On long coloring projects, I encourage my students to take a break every twenty minutes.

In my live classes, I secretly plot to distract people every ten to fifteen minutes by telling a story or asking a student how her weekend went. They don't realize what I'm doing, but it serves a purpose.

Taking short breaks from coloring isn't for the benefit of your rear end, although it is nice to get up and stretch. Short breaks are actually far more beneficial to your brain than to your buns.

 

After a break, you look at your project in a new way

We call this "using fresh eyes".

Taking a walk, doing a load of laundry, chatting with a friend about the new restaurant in town... all of these things pull you out of the self-critical zone. That's the state we get worked-up into, where every other thought that runs through your head begins with the words "well, I totally screwed that up..."

We're our own worst critics and that only gets worse the longer we sit chained to our desk, staring at all the mistakes.

Taking a break divorces you from the project. The longer the break, the more remote those mistakes seem. When you come back to it, you no longer look at your coloring with a super-duper hyper-critical eye; you are kinder to yourself.

Plus, with fresh eyes, you realize that the little blue drip in the bottom right hand corner isn't as big as you thought it was.

Fresh eyes are a volume control button for your inner voice. The flaws may still scream out at you but you'll be better able to tune them out. And the good stuff will start talking to you too.

 

Things don't look as bad as you thought when you use fresh eyes

By getting away from the project, you begin to see your work the same way we do.

It's a less emotional experience.

That little blue drip won't feel like a dagger in your left ventricle anymore.

And here's the really cool thing- you can increase the efficacy of the fresh-eye effect by increasing the length of your break!

10 minutes = good

10 hours = absofreekinwonderful

One Tiny Thing can improve your Copic coloring TODAY! Fresh eyes. | VanillaArts.com

Setting your project aside for a few days is an essential part of the process for most professional artists. We build that resting period into our delivery time frame because we know the power of fresh-eyed observations.

With portraits, I set them aside for a full week, completely out of sight and out of mind. When I pull it out again, I pay attention to my thoughts:

  • What's the first thing that drew my eye- chances are it's either something really good or it's a flaw I need to fix immediately.

  • Where does my eye linger- that's almost always something good

  • What are the first three flaws I notice- those instantly jump to the top of my "fix it" list

  • After my eye roves around the project, does my gaze settle back upon the eyes? If not, then the the eyes need more attention

Taking an extended break from your work is like a mini vacation. When you come back rested and relaxed, you will notice things you didn't see before- things your inner critique wouldn't let you see before.

You can't always run your projects by a trusted friend who will give you an honest critique. It's hard to trust family to tell you the truth because they love you, and frankly, they also want you to make dinner tonight and that might not happen if they mention the little blue drip in the bottom right hand corner...

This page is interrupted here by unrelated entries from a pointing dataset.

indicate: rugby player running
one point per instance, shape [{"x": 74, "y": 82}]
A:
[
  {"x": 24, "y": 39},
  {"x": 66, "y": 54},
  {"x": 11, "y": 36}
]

Sometimes, your fresh eyes are the only tool available to you to evaluate the success of your projects.

And fresh eyes are free. You don't have to go anywhere or do anything. All it takes is a little will power to go a few days without peeking.

 

Take advantage of fresh eyes on your next project

If you're coloring a card on a deadline, leave yourself enough time to set it aside, at least overnight. Because when it's sitting on Aunt Minnie's mantle? That's not the time to discover that you forgot to glitter the unicorn's horn.

For larger projects, like coloring a class assignment or making a gift for someone, use fresh eyes several times during the process. Catching mistakes before the teacher does or before the recipient notices is embarrassment avoided.

Time spent in time-out is worth the wait. Fresh eyes will catch more than you think but fresh eyes will also pleasantly surprise you.

Because that little blue drip in the bottom right hand corner might look totally artistic and planned, once you see it with fresh eyes.